A senior Defense Department spokesman, speaking on the condition of anonymity because he is not authorized to talk publicly about the matter, said Mr. Cheney took the administration’s lead role because the issue cut across the jurisdictions of several federal agencies, and because he had long been the administration’s chief defender of presidential prerogative.

“There’s a natural tension here between the executive and Congressional branches,” the official said.

According to Senate officials, Mr. McCain is considering introducing four amendments. One would set standards for interrogating military detainees and would limit them to techniques outlined in a new Army field manual. It would not cover the Central Intelligence Agency.

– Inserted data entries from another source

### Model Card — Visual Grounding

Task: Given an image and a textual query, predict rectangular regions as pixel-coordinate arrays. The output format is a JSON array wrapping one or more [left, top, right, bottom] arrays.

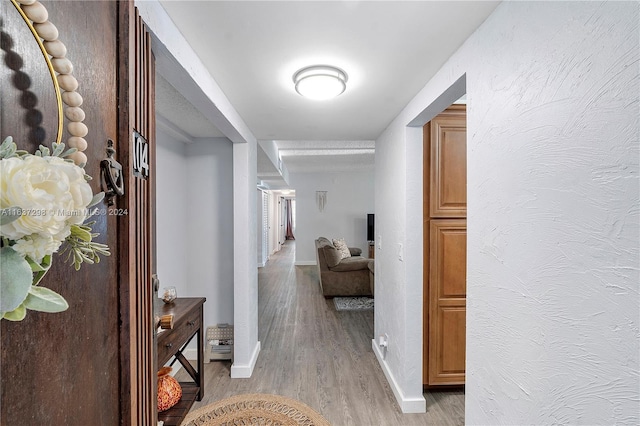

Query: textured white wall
[[182, 139, 233, 325], [375, 2, 640, 424], [156, 130, 189, 295], [231, 141, 260, 378], [290, 171, 374, 264], [156, 131, 233, 326]]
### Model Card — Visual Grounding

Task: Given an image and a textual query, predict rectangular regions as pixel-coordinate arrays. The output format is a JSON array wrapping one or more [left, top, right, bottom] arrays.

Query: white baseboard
[[371, 339, 427, 414], [231, 341, 260, 379]]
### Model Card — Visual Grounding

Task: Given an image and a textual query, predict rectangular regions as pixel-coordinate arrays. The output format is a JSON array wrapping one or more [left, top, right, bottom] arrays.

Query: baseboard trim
[[231, 341, 260, 379], [371, 339, 427, 414]]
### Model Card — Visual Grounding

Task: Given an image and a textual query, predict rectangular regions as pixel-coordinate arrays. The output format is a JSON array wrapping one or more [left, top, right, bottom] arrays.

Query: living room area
[[178, 238, 464, 426]]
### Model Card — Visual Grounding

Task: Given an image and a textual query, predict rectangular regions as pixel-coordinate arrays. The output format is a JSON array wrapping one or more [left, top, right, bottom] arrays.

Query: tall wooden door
[[118, 2, 157, 425], [423, 105, 467, 386], [0, 0, 155, 426]]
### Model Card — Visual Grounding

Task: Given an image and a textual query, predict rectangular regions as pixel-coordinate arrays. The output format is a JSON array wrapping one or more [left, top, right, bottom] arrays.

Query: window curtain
[[284, 199, 296, 240]]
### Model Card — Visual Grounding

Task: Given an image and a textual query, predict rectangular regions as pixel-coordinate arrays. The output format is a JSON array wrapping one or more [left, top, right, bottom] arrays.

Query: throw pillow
[[322, 244, 342, 268], [333, 238, 351, 259]]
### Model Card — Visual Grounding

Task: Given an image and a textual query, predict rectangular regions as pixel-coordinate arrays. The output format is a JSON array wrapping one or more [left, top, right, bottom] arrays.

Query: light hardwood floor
[[177, 241, 464, 426]]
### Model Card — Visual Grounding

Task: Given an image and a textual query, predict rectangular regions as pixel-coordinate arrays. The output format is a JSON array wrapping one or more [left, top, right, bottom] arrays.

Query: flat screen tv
[[367, 213, 376, 241]]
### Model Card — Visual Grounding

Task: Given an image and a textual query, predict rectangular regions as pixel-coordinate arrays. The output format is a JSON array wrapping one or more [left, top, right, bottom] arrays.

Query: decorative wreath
[[0, 0, 110, 321], [11, 0, 89, 166]]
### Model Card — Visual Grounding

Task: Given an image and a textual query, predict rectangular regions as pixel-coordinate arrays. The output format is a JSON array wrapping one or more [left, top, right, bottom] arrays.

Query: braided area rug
[[182, 394, 331, 426]]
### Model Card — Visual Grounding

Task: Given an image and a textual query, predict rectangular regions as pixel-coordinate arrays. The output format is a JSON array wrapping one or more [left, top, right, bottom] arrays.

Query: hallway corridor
[[179, 241, 464, 426]]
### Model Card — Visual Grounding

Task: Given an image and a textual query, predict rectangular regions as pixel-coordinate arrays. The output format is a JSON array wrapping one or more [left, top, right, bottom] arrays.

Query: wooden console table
[[156, 297, 206, 426]]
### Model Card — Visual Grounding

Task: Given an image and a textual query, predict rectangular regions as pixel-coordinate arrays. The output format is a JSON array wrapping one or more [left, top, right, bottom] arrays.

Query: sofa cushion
[[329, 256, 369, 272], [316, 237, 331, 247], [349, 247, 362, 256], [322, 244, 342, 268], [333, 238, 351, 259]]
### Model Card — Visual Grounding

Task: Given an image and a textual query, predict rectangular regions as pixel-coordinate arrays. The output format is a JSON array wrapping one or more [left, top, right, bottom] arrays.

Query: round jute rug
[[182, 394, 331, 426]]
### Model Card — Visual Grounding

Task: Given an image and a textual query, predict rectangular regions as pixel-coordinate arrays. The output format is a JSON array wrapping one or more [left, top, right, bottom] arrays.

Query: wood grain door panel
[[0, 1, 121, 426], [428, 219, 467, 385], [429, 108, 467, 218]]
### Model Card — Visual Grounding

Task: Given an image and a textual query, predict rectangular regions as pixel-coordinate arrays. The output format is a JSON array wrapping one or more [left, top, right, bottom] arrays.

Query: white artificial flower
[[11, 234, 62, 264], [0, 155, 93, 243]]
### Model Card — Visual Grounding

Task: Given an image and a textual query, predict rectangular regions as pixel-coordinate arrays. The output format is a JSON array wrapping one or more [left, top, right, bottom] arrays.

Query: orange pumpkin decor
[[158, 367, 182, 411]]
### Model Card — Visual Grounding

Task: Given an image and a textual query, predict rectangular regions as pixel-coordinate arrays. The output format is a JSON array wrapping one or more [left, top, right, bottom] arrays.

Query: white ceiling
[[157, 0, 499, 185]]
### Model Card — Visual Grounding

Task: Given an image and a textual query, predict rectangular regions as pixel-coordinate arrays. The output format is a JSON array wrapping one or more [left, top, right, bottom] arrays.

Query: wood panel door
[[0, 1, 122, 426], [0, 1, 156, 426], [118, 2, 157, 425], [422, 105, 467, 386], [429, 219, 467, 385], [429, 105, 467, 218]]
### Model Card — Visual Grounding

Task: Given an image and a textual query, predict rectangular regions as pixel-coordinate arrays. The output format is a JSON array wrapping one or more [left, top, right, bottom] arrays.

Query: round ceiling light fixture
[[293, 65, 349, 101]]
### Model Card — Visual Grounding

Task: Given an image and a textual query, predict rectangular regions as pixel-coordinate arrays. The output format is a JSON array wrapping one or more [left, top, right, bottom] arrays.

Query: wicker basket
[[204, 324, 233, 362]]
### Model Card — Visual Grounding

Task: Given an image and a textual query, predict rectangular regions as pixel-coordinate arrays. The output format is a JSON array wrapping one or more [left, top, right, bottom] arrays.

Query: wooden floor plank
[[176, 241, 464, 426]]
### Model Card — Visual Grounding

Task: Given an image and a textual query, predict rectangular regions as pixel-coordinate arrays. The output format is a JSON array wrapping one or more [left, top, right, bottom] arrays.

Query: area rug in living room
[[333, 297, 373, 311], [182, 394, 330, 426]]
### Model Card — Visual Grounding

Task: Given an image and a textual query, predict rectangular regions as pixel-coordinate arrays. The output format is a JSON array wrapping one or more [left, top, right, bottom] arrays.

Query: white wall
[[156, 129, 189, 295], [372, 2, 640, 424], [290, 171, 375, 265], [156, 131, 233, 327], [185, 139, 233, 325]]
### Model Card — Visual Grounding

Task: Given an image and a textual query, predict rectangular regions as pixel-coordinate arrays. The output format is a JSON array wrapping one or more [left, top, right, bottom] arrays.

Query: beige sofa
[[315, 237, 373, 298]]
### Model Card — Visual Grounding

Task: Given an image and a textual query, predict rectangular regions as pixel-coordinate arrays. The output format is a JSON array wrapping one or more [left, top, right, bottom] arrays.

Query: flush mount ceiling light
[[293, 65, 348, 100]]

A second provision would require that all detainees held by the military be registered with the International Committee of the Red Cross. This measures seeks to prevent the holding of unregistered prisoners, or ghost detainees, in Iraq and Afghanistan and at other military sites.

Mr. McCain is also weighing a provision to prohibit the practice of seizing people and sending them abroad for interrogation. This practice has become the subject of mounting international criticism, as some of the countries involved are known to use torture. It has caused a deepening rift between the United States and some of its strongest allies.

Finally, Mr. McCain’s amendment would bar cruel, inhuman or degrading treatment or punishment of detainees in American custody. This would effectively prohibit not only physical abuse but also practices like placing women’s undergarments on the heads of Muslim male prisoners in an effort to humiliate them.

Mr. Graham, who has expressed some support for the idea of a wide-ranging independent commission to look into detainee abuses, is seeking to define the term “enemy combatant” for detention purposes, and to regulate the military tribunals to be held soon at the detention center at Guantánamo Bay, Cuba.

Richard W. Stevenson contributed reporting for this article.